Négociation et closing

Dans le cadre d’une reprise, lorsque les premières étapes du projet sont déjà bien avancées et que la phase de négociation commence avec le vendeur, il est utile de penser à l’établissement d’une lettre d’intention, afin de formaliser le sérieux de la démarche. 

À quoi sert la lettre d’intention ?

Durant la négociation, les deux parties ont souvent besoin de temps pour réfléchir, pour pouvoir analyser le projet de façon plus approfondie avant de prendre une décision définitive. La lettre d’intention a pour objectif de formaliser la volonté de négocier sérieusement et d’engager psychologiquement les deux parties, tout en encadrant la démarche.

Même si elle n’a pas de valeur juridique en ce qui concerne la vente elle-même, elle constitue néanmoins une espèce de contrat moral qui vise à :

  • Faire avancer l’opération vers un accord.
  • Protéger les informations relatives à l’entreprise qui sont communiquées lors des discussions et doivent rester confidentielles, en protégeant le vendeur.
  • Sécuriser la position de l’acquéreur en lui donnant une priorité au rachat durant la période définie.
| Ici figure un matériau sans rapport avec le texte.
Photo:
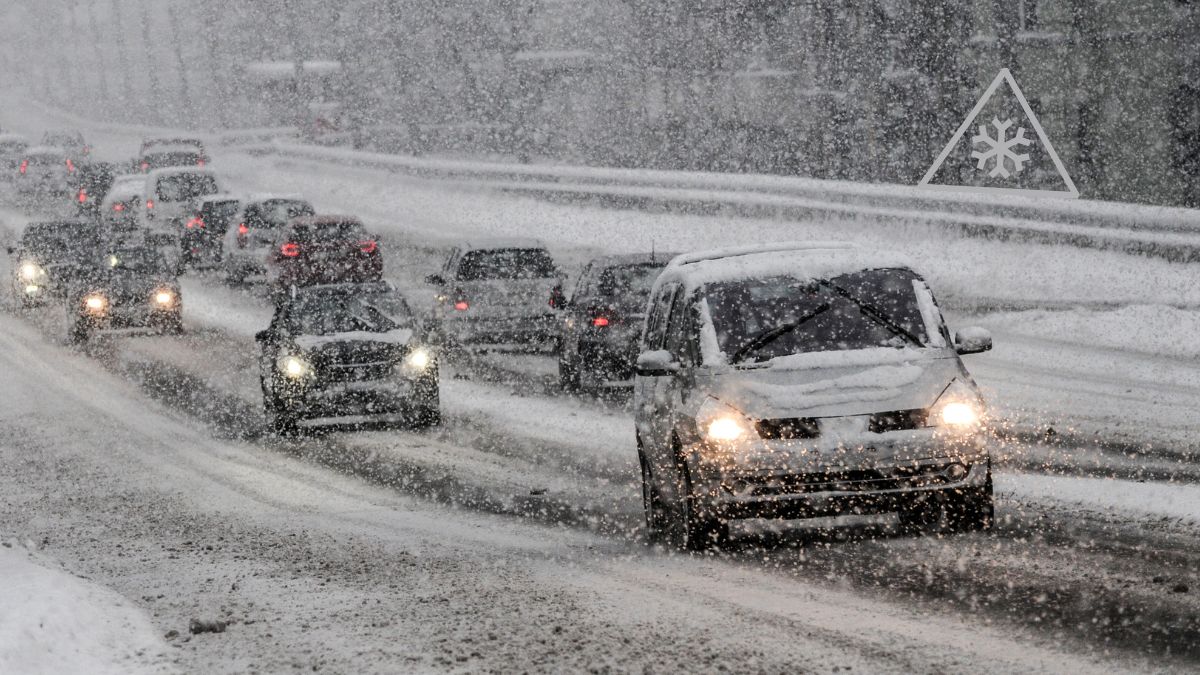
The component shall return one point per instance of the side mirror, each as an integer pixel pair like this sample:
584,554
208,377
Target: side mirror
972,340
657,364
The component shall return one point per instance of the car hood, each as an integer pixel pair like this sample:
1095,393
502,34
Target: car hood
849,383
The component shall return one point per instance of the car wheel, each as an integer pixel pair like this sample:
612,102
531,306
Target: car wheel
697,531
657,521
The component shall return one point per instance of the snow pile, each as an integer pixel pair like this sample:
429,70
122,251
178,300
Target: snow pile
54,622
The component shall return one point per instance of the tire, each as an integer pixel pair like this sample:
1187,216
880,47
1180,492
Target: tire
658,521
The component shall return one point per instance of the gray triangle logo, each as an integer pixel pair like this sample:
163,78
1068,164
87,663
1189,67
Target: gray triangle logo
1000,153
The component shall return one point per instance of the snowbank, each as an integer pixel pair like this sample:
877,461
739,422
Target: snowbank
54,622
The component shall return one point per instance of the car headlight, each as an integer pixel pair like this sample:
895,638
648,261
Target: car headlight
723,424
165,298
95,303
417,362
293,366
959,407
30,272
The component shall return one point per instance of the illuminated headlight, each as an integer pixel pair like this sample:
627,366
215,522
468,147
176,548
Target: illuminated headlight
95,303
417,362
959,407
293,366
723,424
29,272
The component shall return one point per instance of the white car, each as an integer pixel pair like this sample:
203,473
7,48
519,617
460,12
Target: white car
807,380
253,234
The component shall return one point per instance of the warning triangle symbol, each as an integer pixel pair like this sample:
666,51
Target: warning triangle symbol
1000,155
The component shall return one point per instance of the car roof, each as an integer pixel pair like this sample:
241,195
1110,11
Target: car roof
809,260
489,243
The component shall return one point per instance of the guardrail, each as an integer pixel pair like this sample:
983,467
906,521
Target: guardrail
1162,232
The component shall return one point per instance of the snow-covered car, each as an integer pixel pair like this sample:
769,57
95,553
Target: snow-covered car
603,324
253,236
126,287
501,292
324,249
45,177
168,192
805,380
199,243
49,256
346,353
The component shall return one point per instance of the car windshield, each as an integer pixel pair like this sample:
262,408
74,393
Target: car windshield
60,242
327,314
184,186
629,282
276,213
757,320
505,263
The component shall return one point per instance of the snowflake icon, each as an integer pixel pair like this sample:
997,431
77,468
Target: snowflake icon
1000,148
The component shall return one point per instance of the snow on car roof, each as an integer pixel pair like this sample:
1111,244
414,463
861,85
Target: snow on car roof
816,260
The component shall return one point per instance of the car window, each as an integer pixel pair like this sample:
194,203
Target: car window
185,186
505,263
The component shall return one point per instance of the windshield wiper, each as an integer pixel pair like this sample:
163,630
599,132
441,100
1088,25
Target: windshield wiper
874,314
773,334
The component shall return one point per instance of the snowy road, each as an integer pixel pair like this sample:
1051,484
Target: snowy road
510,538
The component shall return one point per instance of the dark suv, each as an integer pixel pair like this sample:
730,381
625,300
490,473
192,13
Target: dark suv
346,353
604,320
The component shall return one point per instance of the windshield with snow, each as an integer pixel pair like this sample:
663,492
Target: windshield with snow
757,320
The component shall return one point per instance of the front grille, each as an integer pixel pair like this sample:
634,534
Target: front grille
898,420
856,481
787,428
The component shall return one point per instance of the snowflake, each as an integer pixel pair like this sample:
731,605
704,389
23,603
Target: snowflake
1000,148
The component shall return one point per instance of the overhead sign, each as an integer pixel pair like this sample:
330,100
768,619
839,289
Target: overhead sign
1001,156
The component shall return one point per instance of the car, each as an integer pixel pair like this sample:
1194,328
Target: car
805,380
498,293
45,175
259,226
169,192
71,142
121,204
204,230
193,145
346,353
49,256
603,320
93,181
324,249
12,149
126,287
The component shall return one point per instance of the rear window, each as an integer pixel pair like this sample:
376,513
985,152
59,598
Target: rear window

C’est un document qui a donc une réelle importance et c’est une démarche que nous vous conseillons de proposer au vendeur s’il ne le fait pas spontanément.
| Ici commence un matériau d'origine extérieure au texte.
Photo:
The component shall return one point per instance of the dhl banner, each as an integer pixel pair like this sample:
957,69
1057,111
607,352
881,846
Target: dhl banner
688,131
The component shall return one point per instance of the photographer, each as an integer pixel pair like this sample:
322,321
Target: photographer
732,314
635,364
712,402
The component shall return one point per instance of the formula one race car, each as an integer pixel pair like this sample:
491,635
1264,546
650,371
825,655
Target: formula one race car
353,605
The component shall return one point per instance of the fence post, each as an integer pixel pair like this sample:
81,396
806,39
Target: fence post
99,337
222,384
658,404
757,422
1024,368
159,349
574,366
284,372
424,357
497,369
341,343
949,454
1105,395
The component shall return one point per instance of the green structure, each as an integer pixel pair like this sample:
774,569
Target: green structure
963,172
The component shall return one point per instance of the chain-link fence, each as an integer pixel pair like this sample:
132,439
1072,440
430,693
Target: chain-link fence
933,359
Limites d'une lettre d'intention dans le cadre d'une reprise d'entreprise

Quelles sont ses limites ?

La lettre d’intention encadre le processus de négociation, mais pas l’acte de vente/rachat lui-même. Elle peut donc aboutir à un accord ou à une rupture de négociation, même si toutes ses clauses sont bien respectées.

De plus, sa force obligatoire est faible, puisque seule la responsabilité délictuelle peut être engagée lorsque l’une des parties négocie de mauvaise foi ou ne se conforme pas aux termes prévus. Elle ne protège donc pas à 100 % si le vendeur avec qui vous négociez n’a pas l’intention réelle de respecter le contrat moral qui vous lie durant la phase de discussion.
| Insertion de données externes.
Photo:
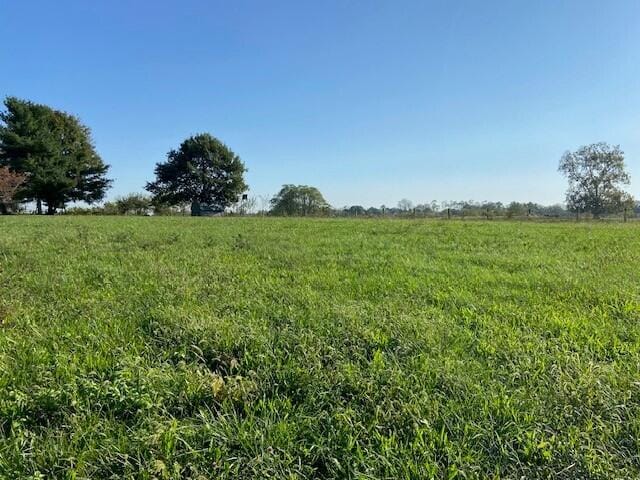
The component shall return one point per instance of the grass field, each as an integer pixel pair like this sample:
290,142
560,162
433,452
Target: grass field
281,348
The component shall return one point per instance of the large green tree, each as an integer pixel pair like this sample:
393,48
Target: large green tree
203,171
298,200
596,174
54,151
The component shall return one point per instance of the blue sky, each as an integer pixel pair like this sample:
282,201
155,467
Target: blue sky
370,101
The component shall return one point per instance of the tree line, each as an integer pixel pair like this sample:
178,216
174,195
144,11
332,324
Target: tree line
48,158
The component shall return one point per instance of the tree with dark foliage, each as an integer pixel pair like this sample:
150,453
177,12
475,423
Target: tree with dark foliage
54,151
298,200
203,171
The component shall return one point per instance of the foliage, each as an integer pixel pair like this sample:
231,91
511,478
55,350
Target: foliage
132,204
10,182
55,153
318,348
299,200
202,171
596,174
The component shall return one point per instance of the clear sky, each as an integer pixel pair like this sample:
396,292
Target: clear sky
370,101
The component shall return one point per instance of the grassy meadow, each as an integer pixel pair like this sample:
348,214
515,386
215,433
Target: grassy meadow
291,348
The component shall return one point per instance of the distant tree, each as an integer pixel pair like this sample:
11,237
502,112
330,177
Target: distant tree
405,205
298,200
10,182
355,210
596,174
203,171
133,204
54,151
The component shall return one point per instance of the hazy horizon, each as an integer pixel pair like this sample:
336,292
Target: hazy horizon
370,102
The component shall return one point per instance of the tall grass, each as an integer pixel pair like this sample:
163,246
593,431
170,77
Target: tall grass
281,348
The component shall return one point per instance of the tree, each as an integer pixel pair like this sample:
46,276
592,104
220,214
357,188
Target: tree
203,171
596,174
133,204
298,200
405,205
10,182
54,151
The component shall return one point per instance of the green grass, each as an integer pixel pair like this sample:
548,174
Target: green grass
281,348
Enfin, notez qu’elle n’est pas obligatoire et que vous ne pouvez pas imposer ce document au cédant. Mais s’il refuse, demandez-vous pourquoi…

Comment la rédiger ?

Son contenu dépend de la volonté des parties, puisque ce n’est pas un document juridique encadré par la loi. Il est fortement conseillé, que l’on soit le vendeur ou l’acheteur, qu’un professionnel participe à sa rédaction. Voici les éléments qu’on y trouve généralement :

  • L’objet de la négociation.
  • L’identification des parties.
  • Le calendrier prévu pour la phase de négociation.
  • L’obligation de négocier de bonne foi.
  • La fourchette moyenne prévisionnelle éventuellement déjà évoquée lors des discussions préliminaires.
  • Une clause de confidentialité relative aux informations communiquées par le vendeur.
  • Une clause d’exclusivité limitée dans le temps, durant laquelle le vendeur s’engage à ne pas négocier avec d’autres acheteurs potentiels.

Toutes ces clauses peuvent être complétées par d’autres et doivent aussi répondre au contexte particulier de chaque reprise.

La lettre d’intention n’est pas un protocole d’accord

La lettre d’intention n’est pas un protocole d’accord

Attention de ne pas confondre les deux : seul le protocole d’accord engage les parties dans l’opération de reprise concrète, notamment en fixant prix et conditions de paiement. Notez bien que la lettre d’intention est un engagement de moyens et de déroulement, mais pas de résultat.

Si les négociations avancent bien, vous devrez donc, à un certain point, procéder aussi à la rédaction d’un protocole d’accord.